This is the biggest rivalry in college sports, and it's not particularly close, and not because the stakes this year are so incredibly high. It's the biggest rivalry in college sports because that's what it is year in, year out. The only thing that compares is in basketball -- and no, not Duke-Carolina, because Duke and Carolina have never met in the Final Four.
Kentucky and Louisville have. They met in the Final Four just 18 months ago, their coaches throw gas on the fire by taking shots at each other, and given that there's no professional sports in the state -- and no other Division I program of national relevance -- Kentucky-Louisville is a game that plays out 365 days a year.
And even that isn't as intense as Alabama-Auburn.
It's the late-season timing of the game, the us-or-them makeup of the state and the force of football, which for whatever reason is the most viscerally followed sport in America. Other countries convulse over their version of football. Here, we go nuts over ours in a way that trumps how we treat all other sports.
And nobody goes nuts for football like people in Alabama.

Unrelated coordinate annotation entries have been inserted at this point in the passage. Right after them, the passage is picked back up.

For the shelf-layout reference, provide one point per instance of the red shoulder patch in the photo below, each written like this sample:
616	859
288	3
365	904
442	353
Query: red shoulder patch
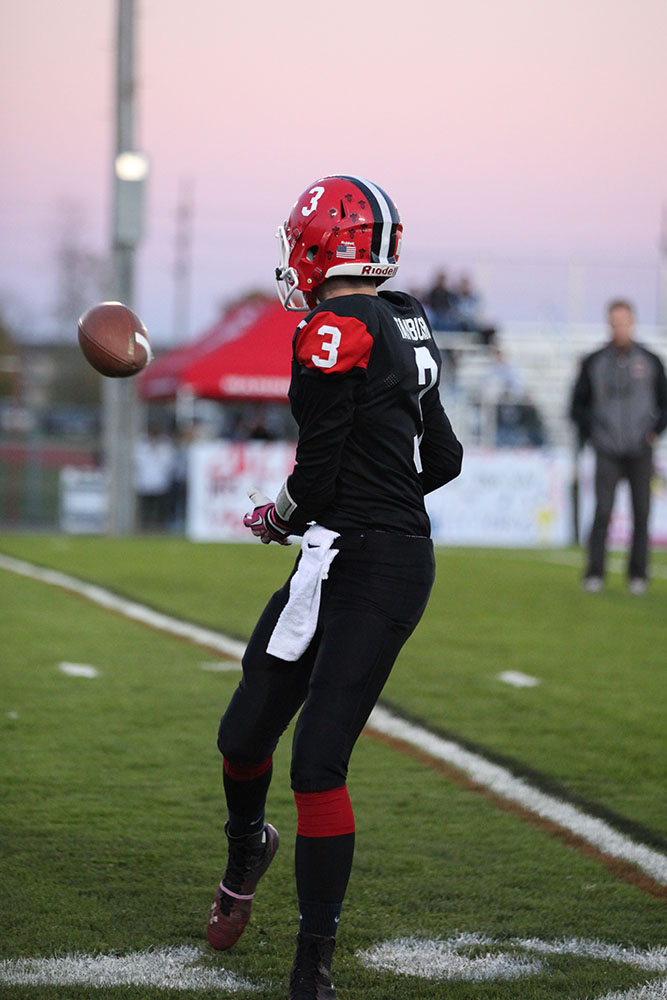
331	343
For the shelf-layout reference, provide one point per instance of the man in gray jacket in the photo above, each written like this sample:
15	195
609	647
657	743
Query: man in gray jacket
619	404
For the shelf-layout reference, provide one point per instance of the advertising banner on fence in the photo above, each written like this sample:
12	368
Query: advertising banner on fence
510	498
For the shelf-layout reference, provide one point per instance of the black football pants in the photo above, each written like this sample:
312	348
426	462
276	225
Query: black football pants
376	592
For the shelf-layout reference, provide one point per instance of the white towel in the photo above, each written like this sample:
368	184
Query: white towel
298	619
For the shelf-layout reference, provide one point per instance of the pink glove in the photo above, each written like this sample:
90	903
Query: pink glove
264	522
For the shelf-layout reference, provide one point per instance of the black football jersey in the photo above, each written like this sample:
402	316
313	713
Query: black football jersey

For one thing, they don't have anything else to distract them. No major professional franchises in the state, or even within 200 miles of Tuscaloosa, and no college basketball tradition to speak of. It's football year 'round there, whether it's spring practice or recruiting or the real thing, those four months in the fall when Alabama and Auburn do what they do with one eye on the task at hand and the other eye on that school 160 miles up the road.